Default-user-icon Murad (Guest) 05 January 2012, 18:30

I like how the FSA openly says it is armed, and the mentioned video talks about FSA officers sitting with AL observers to show "there are no armed gangs." You can't make this stuff up!

Thumb Bandoul 05 January 2012, 18:56

Nobody stepped on your tail Mowaten IRANI. Go hang out at tayyar.org where you belong if you cant handle witnessing fellow idiots reduced to their natural size.

Thumb shab 05 January 2012, 20:50

pull out and bomb Syria

Thumb chrisrushlau 05 January 2012, 21:54

The monitors might not see the armed terrorist, I mean, defective soldiers, in the proper light.
Meanwhile, Lebanon is doing everything it can to make sure that the quarter who are Christian live in equality with the three quarters who are Muslim. I wonder: does that mean each Christian pays three times as much tax: "no taxation without representation"?
And Qatar, where everybody you need to know, from head of Al Jazeera, to prime minister, to Emir, is named "al Thani". This didn't protect the previous Emir, however.

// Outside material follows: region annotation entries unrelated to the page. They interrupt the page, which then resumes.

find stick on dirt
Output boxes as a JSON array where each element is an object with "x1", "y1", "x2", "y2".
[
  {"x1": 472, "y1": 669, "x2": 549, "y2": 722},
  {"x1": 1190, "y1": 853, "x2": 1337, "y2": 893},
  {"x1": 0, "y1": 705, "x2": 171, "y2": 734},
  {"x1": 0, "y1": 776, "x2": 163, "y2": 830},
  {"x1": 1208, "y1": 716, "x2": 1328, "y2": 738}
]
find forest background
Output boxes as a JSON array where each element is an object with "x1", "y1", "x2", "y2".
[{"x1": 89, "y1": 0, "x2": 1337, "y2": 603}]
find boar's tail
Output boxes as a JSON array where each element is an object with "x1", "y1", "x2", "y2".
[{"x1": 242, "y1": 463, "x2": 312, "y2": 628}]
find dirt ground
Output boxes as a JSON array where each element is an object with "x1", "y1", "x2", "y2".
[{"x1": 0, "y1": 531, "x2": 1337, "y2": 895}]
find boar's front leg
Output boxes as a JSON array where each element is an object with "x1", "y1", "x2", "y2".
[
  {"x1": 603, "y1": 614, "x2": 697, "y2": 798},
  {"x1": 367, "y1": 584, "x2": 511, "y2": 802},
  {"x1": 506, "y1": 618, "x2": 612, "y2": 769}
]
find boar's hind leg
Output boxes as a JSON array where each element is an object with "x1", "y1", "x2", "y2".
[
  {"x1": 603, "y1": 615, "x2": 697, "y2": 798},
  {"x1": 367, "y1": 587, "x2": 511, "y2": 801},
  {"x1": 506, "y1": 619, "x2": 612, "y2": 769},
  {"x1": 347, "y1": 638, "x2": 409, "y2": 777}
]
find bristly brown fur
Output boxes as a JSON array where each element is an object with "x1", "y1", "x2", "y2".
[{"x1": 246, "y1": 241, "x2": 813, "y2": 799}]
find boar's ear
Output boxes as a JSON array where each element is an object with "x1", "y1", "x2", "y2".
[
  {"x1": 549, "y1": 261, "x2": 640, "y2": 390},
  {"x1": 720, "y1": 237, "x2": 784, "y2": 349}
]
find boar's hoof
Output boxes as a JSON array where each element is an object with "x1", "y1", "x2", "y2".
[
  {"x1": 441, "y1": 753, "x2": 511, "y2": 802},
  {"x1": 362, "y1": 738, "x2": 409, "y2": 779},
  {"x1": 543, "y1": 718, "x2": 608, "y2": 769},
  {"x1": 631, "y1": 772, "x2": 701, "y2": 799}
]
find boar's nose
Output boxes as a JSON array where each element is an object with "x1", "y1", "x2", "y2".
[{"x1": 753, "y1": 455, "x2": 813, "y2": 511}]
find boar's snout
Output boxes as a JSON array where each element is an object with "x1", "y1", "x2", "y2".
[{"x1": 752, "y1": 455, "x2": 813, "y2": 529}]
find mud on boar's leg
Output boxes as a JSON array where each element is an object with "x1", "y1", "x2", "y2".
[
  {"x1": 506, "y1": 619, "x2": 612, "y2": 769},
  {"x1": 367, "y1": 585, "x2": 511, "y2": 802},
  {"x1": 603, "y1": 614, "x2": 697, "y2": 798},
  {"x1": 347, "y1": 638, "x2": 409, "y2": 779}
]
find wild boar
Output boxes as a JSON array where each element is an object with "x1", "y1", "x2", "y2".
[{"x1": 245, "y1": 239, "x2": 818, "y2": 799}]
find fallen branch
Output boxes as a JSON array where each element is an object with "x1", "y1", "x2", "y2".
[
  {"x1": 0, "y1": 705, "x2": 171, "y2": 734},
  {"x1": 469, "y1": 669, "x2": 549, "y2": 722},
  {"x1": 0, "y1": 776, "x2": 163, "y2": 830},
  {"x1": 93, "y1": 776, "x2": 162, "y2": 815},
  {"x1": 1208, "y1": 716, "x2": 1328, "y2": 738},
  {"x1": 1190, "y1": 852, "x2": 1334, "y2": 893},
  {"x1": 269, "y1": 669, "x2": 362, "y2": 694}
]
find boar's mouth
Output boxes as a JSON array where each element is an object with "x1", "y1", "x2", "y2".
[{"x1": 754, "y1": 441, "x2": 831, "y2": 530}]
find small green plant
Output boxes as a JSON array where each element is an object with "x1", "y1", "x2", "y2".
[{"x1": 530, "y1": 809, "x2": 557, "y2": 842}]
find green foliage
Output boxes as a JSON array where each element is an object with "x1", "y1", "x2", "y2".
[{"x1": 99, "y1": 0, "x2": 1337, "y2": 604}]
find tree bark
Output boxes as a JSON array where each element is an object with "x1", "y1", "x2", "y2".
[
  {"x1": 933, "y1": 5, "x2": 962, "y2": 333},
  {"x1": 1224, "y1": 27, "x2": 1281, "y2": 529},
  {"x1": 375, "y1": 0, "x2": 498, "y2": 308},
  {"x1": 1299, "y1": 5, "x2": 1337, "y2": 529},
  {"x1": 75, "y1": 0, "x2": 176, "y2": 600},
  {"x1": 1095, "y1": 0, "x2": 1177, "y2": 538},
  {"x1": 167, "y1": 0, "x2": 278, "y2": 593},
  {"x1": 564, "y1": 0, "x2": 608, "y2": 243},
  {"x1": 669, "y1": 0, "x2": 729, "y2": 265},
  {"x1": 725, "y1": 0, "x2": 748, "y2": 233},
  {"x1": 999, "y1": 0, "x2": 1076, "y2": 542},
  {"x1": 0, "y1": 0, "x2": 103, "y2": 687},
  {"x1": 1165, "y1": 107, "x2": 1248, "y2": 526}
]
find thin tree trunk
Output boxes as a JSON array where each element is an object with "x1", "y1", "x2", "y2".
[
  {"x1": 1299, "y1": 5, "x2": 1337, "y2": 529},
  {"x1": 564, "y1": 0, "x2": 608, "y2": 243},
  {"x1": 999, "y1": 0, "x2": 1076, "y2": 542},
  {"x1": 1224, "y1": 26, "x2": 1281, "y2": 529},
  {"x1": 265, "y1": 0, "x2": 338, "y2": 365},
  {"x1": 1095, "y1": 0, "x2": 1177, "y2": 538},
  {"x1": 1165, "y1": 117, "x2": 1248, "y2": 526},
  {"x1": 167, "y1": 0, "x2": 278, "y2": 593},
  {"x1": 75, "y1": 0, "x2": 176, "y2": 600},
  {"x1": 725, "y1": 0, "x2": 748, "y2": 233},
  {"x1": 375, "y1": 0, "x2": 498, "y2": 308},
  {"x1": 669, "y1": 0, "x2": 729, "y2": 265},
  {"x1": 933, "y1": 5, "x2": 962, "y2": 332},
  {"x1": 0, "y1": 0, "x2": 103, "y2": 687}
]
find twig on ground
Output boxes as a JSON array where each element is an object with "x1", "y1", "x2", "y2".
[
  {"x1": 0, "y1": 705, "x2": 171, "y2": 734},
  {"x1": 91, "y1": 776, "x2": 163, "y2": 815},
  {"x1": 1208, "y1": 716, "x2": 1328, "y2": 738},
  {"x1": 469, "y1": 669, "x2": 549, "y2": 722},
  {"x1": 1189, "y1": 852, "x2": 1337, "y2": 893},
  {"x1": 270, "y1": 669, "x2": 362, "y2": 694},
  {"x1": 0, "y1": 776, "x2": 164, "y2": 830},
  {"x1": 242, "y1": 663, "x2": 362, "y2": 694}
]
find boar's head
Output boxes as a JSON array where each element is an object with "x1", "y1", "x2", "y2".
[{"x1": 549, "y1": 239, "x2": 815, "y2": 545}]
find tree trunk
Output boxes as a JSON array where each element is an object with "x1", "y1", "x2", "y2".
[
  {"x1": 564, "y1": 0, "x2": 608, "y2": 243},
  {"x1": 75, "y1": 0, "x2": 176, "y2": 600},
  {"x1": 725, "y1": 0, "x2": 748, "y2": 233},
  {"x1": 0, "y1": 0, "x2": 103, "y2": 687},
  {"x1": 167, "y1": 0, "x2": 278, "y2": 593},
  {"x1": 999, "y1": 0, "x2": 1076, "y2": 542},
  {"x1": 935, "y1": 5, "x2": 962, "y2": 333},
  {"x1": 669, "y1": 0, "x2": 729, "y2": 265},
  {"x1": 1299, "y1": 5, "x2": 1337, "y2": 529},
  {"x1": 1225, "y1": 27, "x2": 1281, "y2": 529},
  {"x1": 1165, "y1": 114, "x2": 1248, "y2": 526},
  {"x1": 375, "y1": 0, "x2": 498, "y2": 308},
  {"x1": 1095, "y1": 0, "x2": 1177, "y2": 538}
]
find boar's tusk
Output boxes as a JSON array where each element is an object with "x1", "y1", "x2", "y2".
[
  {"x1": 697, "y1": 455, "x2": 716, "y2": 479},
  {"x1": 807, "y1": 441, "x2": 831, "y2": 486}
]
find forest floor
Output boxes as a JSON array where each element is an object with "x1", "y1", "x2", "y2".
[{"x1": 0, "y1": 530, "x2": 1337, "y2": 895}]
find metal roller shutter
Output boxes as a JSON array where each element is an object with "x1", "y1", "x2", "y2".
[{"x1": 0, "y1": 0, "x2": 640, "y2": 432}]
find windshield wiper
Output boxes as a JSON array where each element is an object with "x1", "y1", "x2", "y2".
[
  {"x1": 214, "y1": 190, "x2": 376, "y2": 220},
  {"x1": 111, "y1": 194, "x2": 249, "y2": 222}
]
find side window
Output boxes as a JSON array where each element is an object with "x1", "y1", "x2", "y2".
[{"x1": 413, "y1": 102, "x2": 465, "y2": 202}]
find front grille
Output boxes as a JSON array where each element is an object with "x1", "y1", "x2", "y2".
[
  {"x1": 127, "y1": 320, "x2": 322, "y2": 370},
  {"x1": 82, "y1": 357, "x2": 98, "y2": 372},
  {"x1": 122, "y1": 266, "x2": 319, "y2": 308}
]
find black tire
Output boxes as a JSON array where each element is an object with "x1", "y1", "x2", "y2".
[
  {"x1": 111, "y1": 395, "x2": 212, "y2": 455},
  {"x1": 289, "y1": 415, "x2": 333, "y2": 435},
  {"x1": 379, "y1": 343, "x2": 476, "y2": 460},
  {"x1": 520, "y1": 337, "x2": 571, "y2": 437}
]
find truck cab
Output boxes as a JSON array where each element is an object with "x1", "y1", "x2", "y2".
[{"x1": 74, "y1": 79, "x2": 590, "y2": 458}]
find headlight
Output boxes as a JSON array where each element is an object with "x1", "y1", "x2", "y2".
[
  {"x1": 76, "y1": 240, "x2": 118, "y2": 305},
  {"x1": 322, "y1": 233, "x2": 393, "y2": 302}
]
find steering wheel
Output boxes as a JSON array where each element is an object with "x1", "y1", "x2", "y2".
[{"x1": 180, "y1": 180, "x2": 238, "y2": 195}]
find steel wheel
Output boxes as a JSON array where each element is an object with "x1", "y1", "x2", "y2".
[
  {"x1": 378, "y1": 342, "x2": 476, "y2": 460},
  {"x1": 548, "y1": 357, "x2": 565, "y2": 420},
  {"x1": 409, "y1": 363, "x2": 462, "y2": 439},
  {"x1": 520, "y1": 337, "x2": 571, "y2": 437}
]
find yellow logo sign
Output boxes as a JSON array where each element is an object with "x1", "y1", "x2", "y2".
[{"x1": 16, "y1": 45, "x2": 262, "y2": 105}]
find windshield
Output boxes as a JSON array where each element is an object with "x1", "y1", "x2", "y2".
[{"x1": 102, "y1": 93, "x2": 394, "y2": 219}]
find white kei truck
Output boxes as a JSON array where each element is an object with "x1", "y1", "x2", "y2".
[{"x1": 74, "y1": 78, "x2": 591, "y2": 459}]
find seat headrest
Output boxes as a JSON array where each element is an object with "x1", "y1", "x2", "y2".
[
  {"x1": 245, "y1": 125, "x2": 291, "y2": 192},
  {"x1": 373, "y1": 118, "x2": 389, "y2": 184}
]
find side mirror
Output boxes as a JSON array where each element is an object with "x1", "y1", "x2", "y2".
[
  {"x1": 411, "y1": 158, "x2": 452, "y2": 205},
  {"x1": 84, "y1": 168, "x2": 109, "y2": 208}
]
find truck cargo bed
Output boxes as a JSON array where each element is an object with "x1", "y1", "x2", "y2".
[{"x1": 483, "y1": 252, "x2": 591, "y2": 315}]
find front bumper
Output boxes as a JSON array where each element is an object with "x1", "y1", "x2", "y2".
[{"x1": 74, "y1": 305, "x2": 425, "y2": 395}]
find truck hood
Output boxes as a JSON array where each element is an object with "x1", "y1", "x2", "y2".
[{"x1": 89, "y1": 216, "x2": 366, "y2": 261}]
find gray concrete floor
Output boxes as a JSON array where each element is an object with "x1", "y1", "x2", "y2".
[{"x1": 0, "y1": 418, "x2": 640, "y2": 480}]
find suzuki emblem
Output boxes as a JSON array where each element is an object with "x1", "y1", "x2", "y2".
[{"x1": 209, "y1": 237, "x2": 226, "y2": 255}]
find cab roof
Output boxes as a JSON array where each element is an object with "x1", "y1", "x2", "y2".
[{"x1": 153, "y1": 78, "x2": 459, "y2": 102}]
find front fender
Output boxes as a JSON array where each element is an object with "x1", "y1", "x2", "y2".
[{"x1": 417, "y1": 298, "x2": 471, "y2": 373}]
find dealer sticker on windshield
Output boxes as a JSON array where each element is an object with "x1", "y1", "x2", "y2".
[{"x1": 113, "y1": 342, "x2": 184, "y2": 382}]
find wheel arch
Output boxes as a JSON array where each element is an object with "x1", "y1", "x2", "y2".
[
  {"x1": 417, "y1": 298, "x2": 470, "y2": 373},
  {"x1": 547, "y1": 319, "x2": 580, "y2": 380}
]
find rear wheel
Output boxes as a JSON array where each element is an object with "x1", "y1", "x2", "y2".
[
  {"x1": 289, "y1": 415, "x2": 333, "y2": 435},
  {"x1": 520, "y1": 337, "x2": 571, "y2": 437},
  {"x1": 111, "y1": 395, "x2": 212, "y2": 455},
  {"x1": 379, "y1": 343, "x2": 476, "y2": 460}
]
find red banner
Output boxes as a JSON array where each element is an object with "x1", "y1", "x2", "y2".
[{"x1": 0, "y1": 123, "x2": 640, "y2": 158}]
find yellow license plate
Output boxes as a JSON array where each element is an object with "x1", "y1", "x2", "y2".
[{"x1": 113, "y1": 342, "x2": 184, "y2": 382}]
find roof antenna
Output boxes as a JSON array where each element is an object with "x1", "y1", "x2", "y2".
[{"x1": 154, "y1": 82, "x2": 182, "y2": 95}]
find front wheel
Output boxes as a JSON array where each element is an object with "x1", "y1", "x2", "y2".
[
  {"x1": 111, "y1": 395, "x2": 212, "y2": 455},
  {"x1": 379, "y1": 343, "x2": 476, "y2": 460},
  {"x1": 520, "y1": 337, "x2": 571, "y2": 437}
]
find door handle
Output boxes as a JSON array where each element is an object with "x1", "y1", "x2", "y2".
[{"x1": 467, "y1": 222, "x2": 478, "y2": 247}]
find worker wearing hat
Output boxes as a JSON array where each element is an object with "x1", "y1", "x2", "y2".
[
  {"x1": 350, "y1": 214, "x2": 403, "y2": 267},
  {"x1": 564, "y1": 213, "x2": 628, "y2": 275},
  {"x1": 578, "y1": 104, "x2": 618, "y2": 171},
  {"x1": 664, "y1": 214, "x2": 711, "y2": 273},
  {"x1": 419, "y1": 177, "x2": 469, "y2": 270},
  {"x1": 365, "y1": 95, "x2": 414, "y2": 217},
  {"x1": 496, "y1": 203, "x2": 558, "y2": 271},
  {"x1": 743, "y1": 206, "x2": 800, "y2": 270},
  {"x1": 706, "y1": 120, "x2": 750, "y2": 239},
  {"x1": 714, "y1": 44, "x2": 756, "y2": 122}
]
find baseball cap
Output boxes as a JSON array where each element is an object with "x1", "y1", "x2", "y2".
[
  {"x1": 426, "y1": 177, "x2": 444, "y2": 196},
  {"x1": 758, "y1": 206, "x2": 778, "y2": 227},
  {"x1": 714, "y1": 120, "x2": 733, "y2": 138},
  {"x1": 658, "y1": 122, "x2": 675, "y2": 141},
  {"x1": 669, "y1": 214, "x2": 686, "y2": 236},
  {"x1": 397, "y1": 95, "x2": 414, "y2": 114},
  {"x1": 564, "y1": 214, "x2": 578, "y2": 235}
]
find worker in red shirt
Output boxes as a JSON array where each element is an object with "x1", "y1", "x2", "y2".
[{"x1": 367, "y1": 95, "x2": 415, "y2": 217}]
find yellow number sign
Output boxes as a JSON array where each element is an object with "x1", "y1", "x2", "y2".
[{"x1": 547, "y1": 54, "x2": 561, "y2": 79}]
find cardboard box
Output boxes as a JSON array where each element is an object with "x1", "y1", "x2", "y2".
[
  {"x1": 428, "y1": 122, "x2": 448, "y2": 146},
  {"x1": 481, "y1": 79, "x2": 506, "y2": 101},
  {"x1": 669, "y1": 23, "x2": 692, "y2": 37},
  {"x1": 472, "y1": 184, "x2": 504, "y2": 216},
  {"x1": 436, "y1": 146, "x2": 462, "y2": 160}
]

Default-user-icon Name (Guest) 05 January 2012, 23:49

chrisrushlau the hypocrite with the still missing brain forget about what the monitors see, you see the Christians overrepresented in Lebanon and the al Thani family ruling in Qatar but you are blind to the 10% Alawis and the Assad family ruling Syria for 40 years.
I wonder: if are you truly this foolish or you play the fool on the internet

Thumb jabalamel 06 January 2012, 19:42

bandoul is a newcomer in zionist information war department and he is trying to be more zelaous than his older colleagues because he wants to keep his post there.

for cowards like him, better that than being recruited by real army and actually being in danger.